On Sept. 24, the Morells got the call — their baby was on its way. They quickly packed the car and headed to Mercy St. Vincent Medical Center in Toledo. They were escorted by nurses to a private waiting area with a baby carriages, seats and a security guard, where Shannon anxiously watched the clock and sobbed. She would not be delivering her own baby.

“I wouldn’t say jealousy, but there was sadness that I couldn’t be there for my son and experience the first moments of his birth. And there was guilt that another woman was happy to go through a C-section for me,” Shannon said.

Moments later, Sean appeared in scrubs, walking with an incubator and several nurses.

Shannon jumped from her seat and threw her arms around Sean, the baby’s surrogate father, as she looked down at the healthy and happy baby boy. Shannon and Sean cried as Paul smiled at the swaddled baby.

“It was a miracle. It was better than winning the lottery,” Shannon said.

They allowed the Savages some time alone with the baby before they brought him to his new home.

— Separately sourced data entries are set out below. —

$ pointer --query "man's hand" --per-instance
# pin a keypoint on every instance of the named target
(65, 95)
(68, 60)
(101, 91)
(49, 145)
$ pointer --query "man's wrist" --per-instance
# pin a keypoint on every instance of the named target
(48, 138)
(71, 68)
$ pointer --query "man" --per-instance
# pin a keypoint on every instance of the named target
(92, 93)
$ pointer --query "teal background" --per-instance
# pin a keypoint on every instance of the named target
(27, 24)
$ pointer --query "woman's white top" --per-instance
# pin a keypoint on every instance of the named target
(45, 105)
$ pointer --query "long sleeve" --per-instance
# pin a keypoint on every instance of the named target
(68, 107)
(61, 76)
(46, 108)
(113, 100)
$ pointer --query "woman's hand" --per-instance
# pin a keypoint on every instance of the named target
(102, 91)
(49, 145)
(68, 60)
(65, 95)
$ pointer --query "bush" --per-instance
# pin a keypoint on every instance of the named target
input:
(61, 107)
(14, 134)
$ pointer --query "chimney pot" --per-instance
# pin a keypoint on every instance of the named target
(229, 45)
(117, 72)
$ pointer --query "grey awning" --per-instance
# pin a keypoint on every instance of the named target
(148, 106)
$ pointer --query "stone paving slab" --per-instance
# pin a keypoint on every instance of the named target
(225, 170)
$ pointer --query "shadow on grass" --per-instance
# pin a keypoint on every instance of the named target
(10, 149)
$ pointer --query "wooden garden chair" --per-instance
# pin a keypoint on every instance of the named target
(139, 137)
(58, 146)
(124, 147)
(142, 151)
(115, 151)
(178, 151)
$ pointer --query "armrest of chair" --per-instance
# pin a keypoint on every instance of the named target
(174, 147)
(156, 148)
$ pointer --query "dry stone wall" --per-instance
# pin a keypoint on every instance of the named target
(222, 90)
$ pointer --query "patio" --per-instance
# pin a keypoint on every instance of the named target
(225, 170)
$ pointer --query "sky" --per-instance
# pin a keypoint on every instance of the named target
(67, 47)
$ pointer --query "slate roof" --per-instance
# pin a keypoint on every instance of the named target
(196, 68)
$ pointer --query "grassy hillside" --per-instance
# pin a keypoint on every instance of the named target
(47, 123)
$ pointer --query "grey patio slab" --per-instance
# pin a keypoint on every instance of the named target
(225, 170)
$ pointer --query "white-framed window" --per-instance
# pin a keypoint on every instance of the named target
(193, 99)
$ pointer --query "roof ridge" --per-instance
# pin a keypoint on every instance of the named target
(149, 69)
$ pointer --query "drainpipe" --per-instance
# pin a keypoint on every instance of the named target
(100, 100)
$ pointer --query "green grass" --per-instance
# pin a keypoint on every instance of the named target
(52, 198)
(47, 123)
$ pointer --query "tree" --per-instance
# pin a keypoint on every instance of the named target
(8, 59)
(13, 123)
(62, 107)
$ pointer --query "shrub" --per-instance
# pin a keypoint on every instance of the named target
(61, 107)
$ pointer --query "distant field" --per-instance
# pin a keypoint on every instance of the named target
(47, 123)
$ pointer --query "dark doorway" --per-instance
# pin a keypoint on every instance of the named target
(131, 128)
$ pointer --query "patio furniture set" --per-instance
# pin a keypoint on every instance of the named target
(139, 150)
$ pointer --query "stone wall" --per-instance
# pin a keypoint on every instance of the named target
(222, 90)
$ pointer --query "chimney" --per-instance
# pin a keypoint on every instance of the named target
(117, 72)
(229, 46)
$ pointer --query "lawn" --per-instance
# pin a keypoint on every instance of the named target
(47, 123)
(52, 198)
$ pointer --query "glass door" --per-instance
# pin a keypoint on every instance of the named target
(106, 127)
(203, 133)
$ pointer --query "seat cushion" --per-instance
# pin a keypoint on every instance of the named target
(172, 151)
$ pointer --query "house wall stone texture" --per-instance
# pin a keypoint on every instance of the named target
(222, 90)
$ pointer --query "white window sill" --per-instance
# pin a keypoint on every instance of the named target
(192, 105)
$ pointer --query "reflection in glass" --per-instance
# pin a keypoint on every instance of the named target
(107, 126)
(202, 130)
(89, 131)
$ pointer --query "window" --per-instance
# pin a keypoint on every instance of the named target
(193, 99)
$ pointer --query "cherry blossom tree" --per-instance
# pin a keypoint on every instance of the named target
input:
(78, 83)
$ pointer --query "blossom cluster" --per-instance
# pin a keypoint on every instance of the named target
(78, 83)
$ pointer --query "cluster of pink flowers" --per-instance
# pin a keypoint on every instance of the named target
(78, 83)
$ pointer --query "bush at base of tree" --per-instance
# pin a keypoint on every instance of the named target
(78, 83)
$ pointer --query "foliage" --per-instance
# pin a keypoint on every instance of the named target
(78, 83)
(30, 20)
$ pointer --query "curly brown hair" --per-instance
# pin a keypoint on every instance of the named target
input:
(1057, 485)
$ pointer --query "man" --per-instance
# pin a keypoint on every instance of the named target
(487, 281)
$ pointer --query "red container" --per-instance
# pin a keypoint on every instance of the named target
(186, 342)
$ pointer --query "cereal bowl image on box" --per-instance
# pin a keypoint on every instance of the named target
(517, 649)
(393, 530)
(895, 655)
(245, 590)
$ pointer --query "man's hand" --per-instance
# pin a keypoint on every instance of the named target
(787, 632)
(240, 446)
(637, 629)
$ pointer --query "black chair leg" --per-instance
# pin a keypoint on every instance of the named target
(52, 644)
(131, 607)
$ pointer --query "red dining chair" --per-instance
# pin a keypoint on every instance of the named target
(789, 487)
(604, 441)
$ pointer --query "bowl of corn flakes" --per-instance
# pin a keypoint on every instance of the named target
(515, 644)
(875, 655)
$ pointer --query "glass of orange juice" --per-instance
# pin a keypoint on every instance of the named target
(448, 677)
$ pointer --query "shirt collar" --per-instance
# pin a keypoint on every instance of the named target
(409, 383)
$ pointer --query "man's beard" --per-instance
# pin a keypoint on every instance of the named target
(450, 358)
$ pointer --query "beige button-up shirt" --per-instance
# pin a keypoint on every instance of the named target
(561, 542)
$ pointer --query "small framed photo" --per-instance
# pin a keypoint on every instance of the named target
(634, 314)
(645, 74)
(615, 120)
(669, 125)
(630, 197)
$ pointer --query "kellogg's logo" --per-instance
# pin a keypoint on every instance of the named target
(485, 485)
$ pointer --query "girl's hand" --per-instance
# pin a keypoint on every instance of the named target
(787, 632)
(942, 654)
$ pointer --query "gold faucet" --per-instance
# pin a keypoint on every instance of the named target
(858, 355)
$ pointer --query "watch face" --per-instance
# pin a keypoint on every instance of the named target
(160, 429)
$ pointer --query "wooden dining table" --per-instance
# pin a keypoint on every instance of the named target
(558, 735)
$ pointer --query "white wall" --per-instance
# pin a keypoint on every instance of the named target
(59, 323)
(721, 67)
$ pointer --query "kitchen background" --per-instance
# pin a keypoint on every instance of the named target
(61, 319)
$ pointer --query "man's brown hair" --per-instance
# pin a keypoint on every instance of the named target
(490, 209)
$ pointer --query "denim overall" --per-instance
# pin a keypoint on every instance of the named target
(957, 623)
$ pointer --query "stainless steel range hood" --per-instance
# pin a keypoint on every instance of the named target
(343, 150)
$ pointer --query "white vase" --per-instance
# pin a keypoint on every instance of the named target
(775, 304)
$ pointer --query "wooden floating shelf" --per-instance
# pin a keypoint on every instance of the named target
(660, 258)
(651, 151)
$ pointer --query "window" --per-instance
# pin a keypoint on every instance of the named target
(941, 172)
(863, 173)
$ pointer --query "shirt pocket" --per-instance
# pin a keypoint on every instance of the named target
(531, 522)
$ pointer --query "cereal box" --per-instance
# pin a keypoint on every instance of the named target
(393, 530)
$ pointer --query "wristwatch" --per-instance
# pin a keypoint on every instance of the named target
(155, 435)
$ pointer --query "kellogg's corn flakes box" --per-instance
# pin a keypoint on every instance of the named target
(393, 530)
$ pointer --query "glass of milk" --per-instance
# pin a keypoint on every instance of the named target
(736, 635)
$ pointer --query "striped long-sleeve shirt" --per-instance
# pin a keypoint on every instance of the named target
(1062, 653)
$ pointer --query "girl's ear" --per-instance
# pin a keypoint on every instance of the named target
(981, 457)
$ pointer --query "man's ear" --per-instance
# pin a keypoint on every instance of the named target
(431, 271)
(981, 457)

As a parting gift, the Savages gave them goodies for the boy: a mini-basketball, a copy of “Good Night Moon,” a framed picture of Logan’s first time out of the womb, and a blanket inscribed with a private religious saying. They also handed off the videotapes of the birth — which Shannon has not watched to this day.

“I’m just not ready yet,” she said.

THE SAVAGES’ HOPE

Carolyn and Sean made it clear early on in the pregnancy that they did not expect to take part in the child’s life once he was born. They did not seek visitation rights — nor did they expect anything beyond a few updates and pictures.

“Of course, we will wonder about this child every day for the rest of our lives, and we have high hopes for him,” Carolyn said. “But they’re his parents, and we’ll defer to their judgment on when or if they tell him what happened and any contact that’s afforded us.”

After the baby was born, the families kept a respectful distance from each other. The Morells would send pictures and updates but left the decision to see Logan up to them. The Savages are currently working on their own book, tentatively titled “Nine Months to Give” out in February.

During Christmas break, the Morells made the trip to Ohio with Logan to introduce him to his surrogate parents. “It was warm and very nice, everyone got along very well,” said Shannon.

They keep in contact fairly frequently now through e-mail. Shannon says that the Savages will always play a role in Logan’s life — and that one day he will be told the complicated story of where he came from.

“I think for the rest of his life, he should always acknowledge [Carolyn], on Valentine’s Day, Mother’s Day. He should always think of her because if she hadn’t done the right thing, he wouldn’t be on this earth,” Shannon said.

Shannon says she feels a “tremendous gratitude” and struggles with the guilt of how to repay such a selfless act. She gave Carolyn a diamond cross necklace, a small token of her gratitude.

She even offered to act as the Savage’s surrogate — the couple still has five frozen embryos — but they declined, saying that it would be “too freaky” and that Shannon had no prior experience.

But it looks like the Savages will finally be given a gift of their own.

“We have looked into using a gestational carrier for the rest of our embryos,” Carolyn said. “That kind of a number would afford us one chance at an additional pregnancy.”